All of the aspects of the Surgeon are creepy as hell – except for one bit where he takes off the biohazard mask after killing someone. He looks like a normal guy, but he breathes really heavy. I thought it was just the sound of the mask – kinda like how Darth Vader breathes – but when he took the thing off he was still breathing like that. Sorta ruined the illusion, but he’s still a fucking creep. Oh, when he has his mask on, he does that annoying head tilt thing EVERY killer with a mask on is required by law to do. You know the one.
Shortly after arriving at the villa, Sandra starts seeing the ghost of her little sister. At first the film tries to be all ambiguous about who the ghost is, but it’s pretty obvious. The ghost of Giulia looks like your typical contemporary horror movie apparition. Even though she died wearing winter clothes, her ghost has a long nightgown on. Her dark hair is combed straight down, her eyes are dark, and she comes in like bad television reception. Old-timey nightgowns must be the new ghost-bedsheet gag.
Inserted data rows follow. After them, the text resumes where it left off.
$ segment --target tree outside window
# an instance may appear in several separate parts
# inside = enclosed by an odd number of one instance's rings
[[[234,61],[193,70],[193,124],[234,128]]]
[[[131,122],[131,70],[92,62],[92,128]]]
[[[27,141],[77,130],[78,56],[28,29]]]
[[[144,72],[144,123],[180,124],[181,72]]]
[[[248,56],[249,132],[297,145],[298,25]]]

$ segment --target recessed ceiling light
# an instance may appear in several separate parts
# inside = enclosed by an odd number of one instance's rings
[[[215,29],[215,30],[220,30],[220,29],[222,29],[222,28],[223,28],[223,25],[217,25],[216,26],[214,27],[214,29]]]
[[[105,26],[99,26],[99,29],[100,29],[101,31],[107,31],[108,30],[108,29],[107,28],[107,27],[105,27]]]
She looks nothing like the little girl who died in the prologue, but Sandra is still shook by the presence of her sister’s ghost, regardless of her granny pajamas.
Thus far, Bloodline has incredible atmosphere, a nasty, organ-harvesting Surgeon creeping around, a manic porno director, a hedge-maze, and the ghost of a young girl driving our protagonist mad. So far, so good. Then zombies show up from left field and the movie loses much of its brains. For some reason, the people killed by the Surgeon rabidly rise from the dead and go after Sandra and the porno crew. Bloodline had so much going for it up to this point, then it just lazily leans on the zombie motif. I’m so bored with the undead.
There are two really fun things the film does with the zombies though. Klaus Kinki gets so aroused by their arrival that he grabs a camera and starts filming. Then that hunky porn actor kicks the shit out of one zombie. It’s pretty ridiculous and hilarious at the same time – watching this stereotypical European porn actor punching a zombie’s face in.
Besides the porno pugilist, everyone else in the cast is top-notch. Francesca Faiella and Marco Benevento are particularly fantastic. There’s lots of sexual tension between them and they always seem to be teetering on the edge of professionalism and tearing each other’s clothes off. The great cast helps salvage the last half of the film (after the zombies show up), but the pre-zombie moments of the film are really elevated beyond B-movie status through the cast’s palatability.
If they had just left the zombie sub-plot outta Bloodline and stuck with the Surgeon and Sandra’s past haunting her we’d have a damn great film on our hands – rather than just a great one. I would definitely recommend this one to horror fans, particularly fans of Italian horror who like some dark, brooding atmosphere with their gore. And anyone who likes Euro hunks punching zombies in the face.
The Package
The screener I received was a bare-bones disc and did not contain any special features.